Founder effects have also been previously identified for GT in 11 unrelated Palestinian patients carrying the same 13-bp deletion in the ITGA2B gene, and in 6 Jordanian families carrying a C549R mutation in β3.23, 24 The Jordanian C549R mutation probably occurred more recently because the haplotype associated with the C549R mutation was conserved over a distance of 4.5 Mb, while the common haplotype associated with the Palestinian 13-bp deletion was only of 350 kb. Analyzing the closest loci showing recombination events with the mutations yielded an age estimate of 300–600 years for the 13-bp deletion in Palestinian patients and 120–150 years for the C549R in Jordanian ones.

Our study illustrates how recent developments in population genetics allow insights into demographic and population history. Records on linguistics, cultural anthropology and demography describe the Gypsies as a population with Indian origins, with an initial exodus into Byzantium Empire dated approximately to the eleventh century, and a subsequent dispersal throughout Europe by the fifteenth century (Figure 3).25, 26, 27, 28, 29 The migration of Gypsies in France took two routes: the first, through the North of Europe, and the second from Persia through North-Africa. Gypsies recognize sub-populations among themselves based in part on territorial, cultural and dialect differences. The main branches in France are the Gitans, mostly in Southern France (Spain had been for a long time their favored country); and the Manouches, cousins of the Sinties (who stayed in Germany), who bear Germanic names.10, 11, 15

Figure 3
figure 3

Origin of the French Gypsy mutation. Origin of Gypsies , European migration in Balkans , migration in Germany , introduction of the French Gypsy mutation in France and founder effect .

On the basis of our results, it is possible to infer the migration history of these Manouche families in France (Figure 3). It is likely that they moved from Germany to the North of France between the seventeenth and eighteenth century. Our results support a founder effect at that time and that this c.1544+1G>A mutation was brought by one founder (or a small group of related founders).
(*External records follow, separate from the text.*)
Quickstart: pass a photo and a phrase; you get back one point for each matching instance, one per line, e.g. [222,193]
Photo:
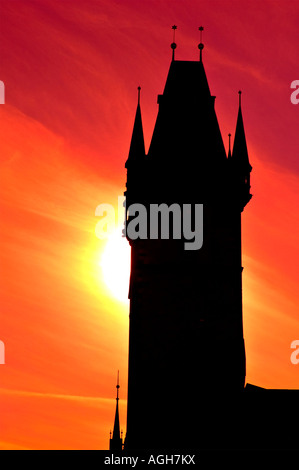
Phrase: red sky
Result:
[71,71]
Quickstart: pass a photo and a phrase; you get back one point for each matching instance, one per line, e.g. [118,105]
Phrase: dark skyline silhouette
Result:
[187,360]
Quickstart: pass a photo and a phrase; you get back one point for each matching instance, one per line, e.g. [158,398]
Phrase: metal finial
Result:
[200,45]
[117,386]
[173,44]
[240,93]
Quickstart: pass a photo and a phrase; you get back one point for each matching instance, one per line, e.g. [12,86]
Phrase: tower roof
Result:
[240,152]
[186,125]
[137,148]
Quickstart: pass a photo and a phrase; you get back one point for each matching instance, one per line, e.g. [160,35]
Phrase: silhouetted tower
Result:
[116,442]
[186,346]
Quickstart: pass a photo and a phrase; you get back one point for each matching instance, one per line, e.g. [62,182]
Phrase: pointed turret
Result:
[116,441]
[240,159]
[137,148]
[240,153]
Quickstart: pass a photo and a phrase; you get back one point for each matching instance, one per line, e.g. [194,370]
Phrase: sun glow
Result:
[115,264]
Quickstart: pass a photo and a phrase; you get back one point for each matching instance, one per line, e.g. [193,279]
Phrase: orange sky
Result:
[71,70]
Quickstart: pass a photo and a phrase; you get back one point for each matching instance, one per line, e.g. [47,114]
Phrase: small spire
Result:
[240,152]
[116,440]
[117,386]
[173,44]
[137,149]
[200,45]
[229,149]
[240,94]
Then, the number of carriers of this mutation increased within the Alsace region.6 Limited social interactions occurred between the autochthonous population and the foreigners, because of a strong family history of consanguineous unions and maintenance of family structure. It also seems reasonable to assume that, at the time of the appearance of the mutation, the restricted movements of these Manouche families were linked to favorable local agro-ecological conditions.30 Files from registries of the Alsace region suggest a population well integrated into the local agrarian society.30 The high rate of consanguinity in this isolated Manouche group has resulted in an over-representation of the French Gypsy mutation. For a long time, the movements of these Manouches remained confined within the North of France. Demographic explosion, search of new outlets and also perhaps the taste of adventure pushed the Manouches to disseminate to other regions of France during the nineteenth century, propagating the mutation.30

The results of this study provide additional support to the historical and demographic parameters occurring in these Manouche families. Although our demographic model does not infer a definitive migrational history, this study provides additional insights into Manouche population movements, through the analysis of this founder mutation.